De acordo com os dados do orçamento do governo no ano fiscal atual, o valor do subsídio ao pão foi de US$ 2,5 bilhões e o número de beneficiários dos subsídios ao pão é de 71 milhões de pessoas. Os subsídios ao pão representam 16 por cento do apoio total no orçamento geral de US$ 20 bilhões. Sua participação relativa é de 2,8 por cento dos gastos totais no orçamento, o que equivale a US$ 114 bilhões.

Podemos ver também que a taxa de subsídio é muito baixa, e a cada ano ela é reduzida em preparação para a abolição final do subsídio na implementação das condições do empréstimo do FMI, como parte do seu acordo de empréstimo ao Egito em 2016. Todos os subsídios foram reduzidos, incluindo combustível, eletricidade e muitas outras commodities estratégicas.

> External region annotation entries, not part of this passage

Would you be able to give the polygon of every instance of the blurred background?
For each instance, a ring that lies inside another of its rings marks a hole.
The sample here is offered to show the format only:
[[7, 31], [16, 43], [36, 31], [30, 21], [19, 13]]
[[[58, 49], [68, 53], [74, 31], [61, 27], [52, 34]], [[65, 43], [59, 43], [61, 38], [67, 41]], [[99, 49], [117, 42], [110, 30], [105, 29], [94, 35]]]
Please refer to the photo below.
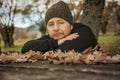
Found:
[[[0, 0], [0, 50], [20, 51], [46, 34], [47, 9], [60, 0]], [[120, 54], [120, 0], [63, 0], [74, 22], [88, 25], [108, 54]]]

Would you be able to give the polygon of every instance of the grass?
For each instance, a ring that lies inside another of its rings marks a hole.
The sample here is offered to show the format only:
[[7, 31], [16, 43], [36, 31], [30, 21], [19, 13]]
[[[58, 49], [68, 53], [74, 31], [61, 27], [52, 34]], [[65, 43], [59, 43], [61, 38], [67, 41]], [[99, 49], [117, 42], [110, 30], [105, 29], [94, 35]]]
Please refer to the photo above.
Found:
[[19, 39], [19, 40], [15, 40], [14, 41], [14, 47], [4, 47], [3, 42], [1, 42], [1, 47], [2, 49], [6, 50], [6, 51], [21, 51], [23, 45], [25, 44], [25, 42], [29, 41], [30, 39]]
[[[15, 46], [12, 48], [3, 47], [6, 51], [21, 51], [22, 46], [30, 39], [19, 39], [15, 40]], [[112, 36], [112, 35], [100, 35], [98, 37], [98, 42], [101, 47], [110, 54], [120, 53], [120, 36]]]

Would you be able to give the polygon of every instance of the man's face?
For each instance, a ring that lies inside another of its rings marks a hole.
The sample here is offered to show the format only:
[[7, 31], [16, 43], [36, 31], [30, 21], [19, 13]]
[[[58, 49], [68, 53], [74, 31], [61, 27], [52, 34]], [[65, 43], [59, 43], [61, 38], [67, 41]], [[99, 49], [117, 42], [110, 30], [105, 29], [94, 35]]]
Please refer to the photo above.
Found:
[[73, 26], [62, 18], [52, 18], [47, 23], [47, 31], [51, 38], [55, 40], [68, 36]]

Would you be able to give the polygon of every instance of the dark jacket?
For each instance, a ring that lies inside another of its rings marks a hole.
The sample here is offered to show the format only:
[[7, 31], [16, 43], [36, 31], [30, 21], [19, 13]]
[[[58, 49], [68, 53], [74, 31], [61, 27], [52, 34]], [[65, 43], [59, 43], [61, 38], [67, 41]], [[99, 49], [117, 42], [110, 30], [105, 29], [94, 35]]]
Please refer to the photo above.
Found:
[[37, 40], [28, 41], [22, 48], [21, 52], [25, 53], [29, 50], [46, 52], [50, 50], [61, 49], [62, 51], [75, 50], [81, 52], [88, 47], [95, 47], [97, 40], [91, 31], [91, 29], [83, 24], [75, 23], [73, 25], [72, 33], [78, 33], [79, 37], [74, 40], [65, 41], [58, 46], [58, 41], [51, 39], [48, 35], [45, 35]]

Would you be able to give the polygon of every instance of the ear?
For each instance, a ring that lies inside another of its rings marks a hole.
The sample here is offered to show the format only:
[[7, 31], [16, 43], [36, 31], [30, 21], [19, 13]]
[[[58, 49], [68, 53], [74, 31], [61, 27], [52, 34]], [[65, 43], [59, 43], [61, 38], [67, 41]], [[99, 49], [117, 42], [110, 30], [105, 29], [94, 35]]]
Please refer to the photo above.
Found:
[[73, 25], [71, 25], [71, 30], [73, 29]]

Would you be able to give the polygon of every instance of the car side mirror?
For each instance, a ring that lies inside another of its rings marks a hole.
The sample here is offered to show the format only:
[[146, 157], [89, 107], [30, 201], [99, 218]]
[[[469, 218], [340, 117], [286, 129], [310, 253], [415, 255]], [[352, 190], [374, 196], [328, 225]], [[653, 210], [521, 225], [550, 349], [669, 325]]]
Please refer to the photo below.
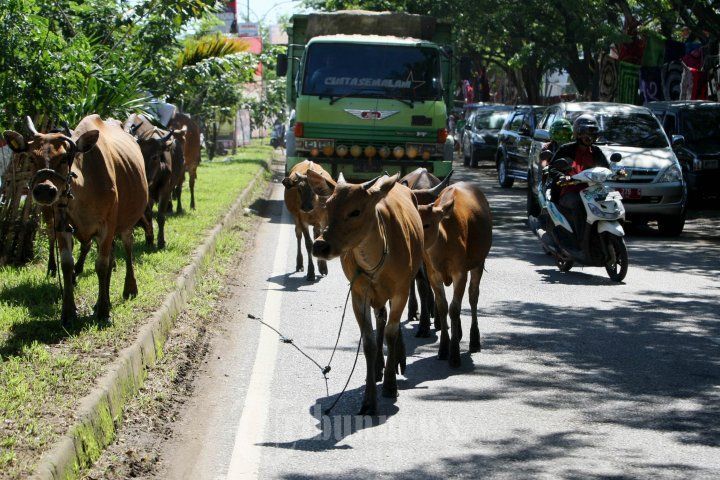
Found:
[[535, 130], [534, 137], [535, 140], [539, 142], [549, 142], [550, 141], [550, 132], [548, 130], [544, 130], [542, 128], [538, 128]]
[[278, 53], [277, 64], [275, 65], [275, 72], [278, 77], [284, 77], [287, 75], [287, 55], [284, 53]]

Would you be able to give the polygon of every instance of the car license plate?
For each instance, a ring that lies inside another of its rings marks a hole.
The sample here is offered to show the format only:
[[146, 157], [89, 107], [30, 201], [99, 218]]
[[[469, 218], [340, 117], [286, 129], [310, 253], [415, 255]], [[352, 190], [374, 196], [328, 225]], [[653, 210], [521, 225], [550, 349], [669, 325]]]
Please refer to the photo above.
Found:
[[624, 200], [639, 200], [641, 197], [639, 188], [618, 188], [617, 191]]

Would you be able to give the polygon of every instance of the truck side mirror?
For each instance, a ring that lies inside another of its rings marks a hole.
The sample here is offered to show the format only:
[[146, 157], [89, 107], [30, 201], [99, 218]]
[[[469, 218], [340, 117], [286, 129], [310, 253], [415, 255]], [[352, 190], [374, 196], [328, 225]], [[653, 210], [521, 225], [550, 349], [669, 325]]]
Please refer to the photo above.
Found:
[[472, 76], [470, 57], [460, 57], [460, 79], [467, 80]]
[[284, 77], [287, 75], [287, 54], [278, 53], [275, 72], [278, 74], [278, 77]]
[[672, 147], [684, 147], [685, 146], [685, 137], [683, 135], [673, 135], [672, 136]]

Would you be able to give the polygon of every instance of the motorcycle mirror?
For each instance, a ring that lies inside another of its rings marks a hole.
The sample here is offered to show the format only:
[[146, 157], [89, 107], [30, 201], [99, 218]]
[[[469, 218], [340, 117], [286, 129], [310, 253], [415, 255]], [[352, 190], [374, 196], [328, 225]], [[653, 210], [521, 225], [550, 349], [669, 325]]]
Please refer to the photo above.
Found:
[[558, 158], [553, 162], [553, 167], [561, 172], [566, 172], [572, 167], [572, 162], [567, 158]]

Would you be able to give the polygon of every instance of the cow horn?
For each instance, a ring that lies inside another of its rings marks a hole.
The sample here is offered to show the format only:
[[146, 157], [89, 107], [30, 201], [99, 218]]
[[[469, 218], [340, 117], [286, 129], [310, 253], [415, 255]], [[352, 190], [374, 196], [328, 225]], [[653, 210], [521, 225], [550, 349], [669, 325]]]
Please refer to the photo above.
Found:
[[375, 182], [380, 180], [380, 178], [382, 176], [383, 175], [378, 175], [377, 177], [373, 178], [372, 180], [368, 180], [367, 182], [363, 183], [363, 185], [362, 185], [363, 190], [370, 190], [372, 188], [372, 186], [375, 185]]
[[452, 176], [453, 172], [455, 170], [450, 170], [450, 173], [447, 174], [445, 178], [443, 178], [443, 181], [435, 185], [433, 188], [431, 188], [429, 191], [434, 197], [438, 197], [440, 195], [440, 192], [445, 190], [445, 187], [450, 185], [450, 177]]
[[27, 121], [28, 121], [28, 130], [30, 130], [30, 133], [32, 133], [33, 135], [40, 135], [40, 134], [38, 133], [37, 129], [35, 128], [35, 124], [32, 123], [32, 118], [30, 118], [30, 115], [28, 115], [28, 116], [25, 117], [25, 118], [27, 118]]

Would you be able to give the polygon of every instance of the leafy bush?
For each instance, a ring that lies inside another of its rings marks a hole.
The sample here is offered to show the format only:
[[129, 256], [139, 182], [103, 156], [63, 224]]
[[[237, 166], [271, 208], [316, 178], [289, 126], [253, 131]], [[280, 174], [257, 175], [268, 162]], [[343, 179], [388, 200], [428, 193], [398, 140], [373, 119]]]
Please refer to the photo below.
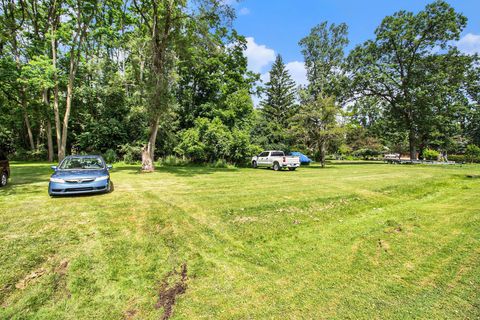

Com o aumento da pobreza, esse subsídio alimentar representa um apoio básico para a maioria das famílias egípcias, pois há cerca de 30,3 milhões de egípcios vivendo abaixo da linha da pobreza. Dada a propagação da pandemia do coronavírus, as taxas de pobreza aumentaram e, portanto, teria sido melhor aumentar as alocações de apoio alimentar ou pelo menos mantê-las.

Esse apoio é um direito inerente ao cidadão, como sejam os fundos de educação, saúde e assistência, os quais são integralmente financiados pelos contribuintes, ou seja, com o dinheiro do povo e do bolso do cidadão e não do governo. Existem muitas alternativas às quais o governo pode recorrer para suprir o déficit orçamentário e ganhar os US$ 446 milhões que pretende arrecadar com a decisão de aumentar o preço de um pão.

O pão é o ‘fardo da vida’ no Egito, é o alimento que preserva a dignidade de milhões de cidadãos do país.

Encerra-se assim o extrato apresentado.